Culture of primary neural progenitor cells in a microfluidic gradient chip

Neuronal cells were isolated from prenatal cerebral cortical regions of rat embryos (embryonic day 16) using surgical procedures approved by the Institutional Animal Care and Use Community (IACUC) of Texas Southern University. A 200-μL suspension of cells (2 × 106 cells/mL) was loaded into a microchannel coated with PLO (Poly-L-Ornithine) (50 μg/mL) and laminin (5 μg/mL). Attached neural progenitor cells were maintained in Neurobasal media (Gibco) supplemented with B-27 Supplement (Gibco), 0.5 mM L-glutamine and 100 units/mL penicillin for 7 days and then exposed to 2.5 μM amyloid beta for an additional 3 days.

Cell viability test

The viability of neuronal cells cultured in a microfluidic gradient chip was assessed using a Live/Dead assay kit (Invitrogen, Calsbad, CA, USA) as described by the manufacturer. Briefly, 1 μL of calcein AM solution and 5 μL of ethidium homodimer-1 solution dissolved in 2 mL of neurobasal media were added to a microfluidic gradient chip via the outlet port. The cells were incubated at 37°C for 40 min and stained cells were examined using a fluorescence microscope (AxioVision 4; Zeiss, Oberkochen, Germany).

Immunocytochemistry

Rat neural progenitor cells seeded in a microfluidic gradient chip and 6-well plates were fixed in 4% paraformaldehyde for 20 min at 4°C and rinsed with 0.1% bovine serum albumen (BSA) in phosphate-buffered saline (PBS). The cells were then incubated in 0.1% Triton X-100 in PBS for 20 min at room temperature and, after rinsing with 0.1% BSA in PBS, were blocked for 30 min at 4°C. For primary antibodies, we used antibodies to Neurofilament H (Millipore), Beta III tubulin (Invitrogen), Ctip2 (Abcam), TBR1 (Abcam), Synapsin II (Abcam), Caspase-3 (Abcam) and Tuj1 (Covance MMS-435P, PRB-435P). Cells were rinsed with 0.1% BSA in PBS and then probed with Alexa Fluor 488-conjugated anti-mouse and Alexa Fluor 594-conjugated anti-rabbit IgG (both from Invitrogen) for 90 min at 4°C. Fluorescent images of neuron cells cultured in microfluidic chip were collected using a fluorescence microscope (AxioVision 4; Zeiss) while those of neuron cells cultured in 6-well plates were obtained using a confocal microscope (LSM 5 Exciter; Zeiss) after counterstaining nuclei with 4,6-diamidino-2-phenylindole dihydrochloride (DAPI; Invitrogen).
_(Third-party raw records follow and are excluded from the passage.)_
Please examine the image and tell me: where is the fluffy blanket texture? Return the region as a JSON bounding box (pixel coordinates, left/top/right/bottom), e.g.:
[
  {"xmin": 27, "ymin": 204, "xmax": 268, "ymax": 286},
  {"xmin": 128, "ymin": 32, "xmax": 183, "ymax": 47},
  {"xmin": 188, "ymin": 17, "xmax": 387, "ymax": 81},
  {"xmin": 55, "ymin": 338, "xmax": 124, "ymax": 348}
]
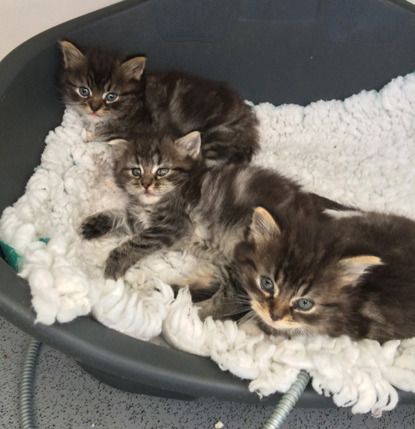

Flow cytometric analysis of apoptosis

Neuronal cells (2.2 × 106 cells/mL), cultured for 7 days in 6-well plates, were exposed to 2.5 μM amyloid beta for 3 days and then harvested by trypsinization. Thereafter, neuronal cells were washed with PBS and fixed/stored with 90% ethanol at −20°C until the day of analysis. The cells were incubated with an RNase A solution in PBS (30 μg/mL; Sigma-Aldrich) and cellular DNA was stained with PI (50 μg/mL; Sigma-Aldrich). DNA content was assessed using a FACSCalibur flow cytometer and analyzed with FACSCalibur and CellQuest software (BD Biosciences, San Diego, CA, USA).

Statistical analysis

All quantitative data were expressed as means ± standard errors of the mean (SEM). All collected data were analyzed using unpaired t-tests or one-way analyses of variance (ANOVA) with Scheffe's post hoc test using the statistical software SPSS, Version 10.0 (SPSS, Chicago, IL, USA). P-values below 0.001 were considered statistically significant.